= Blake Mitchell =

American football player (born 1984)

Lewis Blake Mitchell (born September 23, 1984) is a former college football quarterback for the South Carolina Gamecocks. He was previously on the roster of the South Carolina Force.

==Early life==
Mitchell was born in 1984 to Francee and Alvin "Nugget" Mitchell. His brother Jay was drafted to the Colorado Rockies in 2001.

==High school years==
Mitchell attended LaGrange High School in LaGrange, Georgia, where he was a letterman in football. As a junior, he led his team to a Class AAA State Championship and was a Class AAA All-State selection.
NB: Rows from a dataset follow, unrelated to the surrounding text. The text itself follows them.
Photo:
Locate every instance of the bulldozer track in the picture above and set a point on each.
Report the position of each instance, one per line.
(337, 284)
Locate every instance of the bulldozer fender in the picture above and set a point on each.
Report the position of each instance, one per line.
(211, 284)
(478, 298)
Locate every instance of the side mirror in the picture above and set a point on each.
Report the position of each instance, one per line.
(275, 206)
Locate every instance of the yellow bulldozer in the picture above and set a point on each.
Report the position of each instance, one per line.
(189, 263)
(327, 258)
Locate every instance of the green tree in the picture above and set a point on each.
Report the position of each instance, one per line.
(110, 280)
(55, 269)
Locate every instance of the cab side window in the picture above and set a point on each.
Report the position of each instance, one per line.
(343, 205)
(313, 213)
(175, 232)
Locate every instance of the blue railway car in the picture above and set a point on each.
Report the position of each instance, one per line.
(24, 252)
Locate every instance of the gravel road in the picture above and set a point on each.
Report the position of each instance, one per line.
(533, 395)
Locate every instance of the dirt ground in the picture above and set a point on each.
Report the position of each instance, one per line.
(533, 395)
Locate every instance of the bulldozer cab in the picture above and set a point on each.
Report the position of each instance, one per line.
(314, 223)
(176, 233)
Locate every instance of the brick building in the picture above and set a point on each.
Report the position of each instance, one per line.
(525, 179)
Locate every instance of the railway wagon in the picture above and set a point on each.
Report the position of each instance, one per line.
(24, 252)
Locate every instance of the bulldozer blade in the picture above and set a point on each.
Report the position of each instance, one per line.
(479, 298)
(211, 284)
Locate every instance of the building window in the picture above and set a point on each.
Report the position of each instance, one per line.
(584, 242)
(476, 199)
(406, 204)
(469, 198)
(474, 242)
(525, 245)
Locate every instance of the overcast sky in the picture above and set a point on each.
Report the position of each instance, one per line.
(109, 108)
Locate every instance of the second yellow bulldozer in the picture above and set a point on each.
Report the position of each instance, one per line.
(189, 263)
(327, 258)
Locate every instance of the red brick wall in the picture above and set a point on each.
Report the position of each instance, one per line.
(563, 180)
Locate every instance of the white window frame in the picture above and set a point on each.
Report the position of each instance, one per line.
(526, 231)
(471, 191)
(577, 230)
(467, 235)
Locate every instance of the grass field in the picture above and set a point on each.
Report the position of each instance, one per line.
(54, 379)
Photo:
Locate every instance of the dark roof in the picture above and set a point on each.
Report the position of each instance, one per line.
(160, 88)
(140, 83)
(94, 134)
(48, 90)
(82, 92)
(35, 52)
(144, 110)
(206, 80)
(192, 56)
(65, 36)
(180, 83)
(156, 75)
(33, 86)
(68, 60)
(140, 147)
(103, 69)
He finished his senior season with 81 completions out of 133 pass attempts for 1,553 yards and 17 touchdowns and only three interceptions, and he was named as an EA Sports Elite 11 Quarterback. Rivals.com rated him as the 55th Best Prospect in the Nation. Mitchell graduated from LaGrange High School in 2003.

==College years==
He led the Gamecocks to the Independence Bowl against the Missouri Tigers, and though South Carolina took a 21–0 lead, Missouri whistled back to win 38–31. On September 13, 2006, his junior year, Mitchell was suspended from playing after being arrested for punching a bouncer in the face at a bar in the Five Points area of Columbia, South Carolina. Mitchell returned to the team after the charges were dropped. That season, he led the Gamecocks to a victory over the University of Houston in the Liberty Bowl by a score of 44–36. He is one out of three quarterbacks in Gamecock history to defeat the Tennessee Volunteers, Florida Gators, Georgia Bulldogs, and the Clemson Tigers in a career, the others being Stephen Garcia and Connor Shaw.

==Later life==
Mitchell was signed to the South Carolina Force of the American Indoor Football Association for the 2009 season.

In the late 2010s, Mitchell was working as a sales manager in Charleston, South Carolina.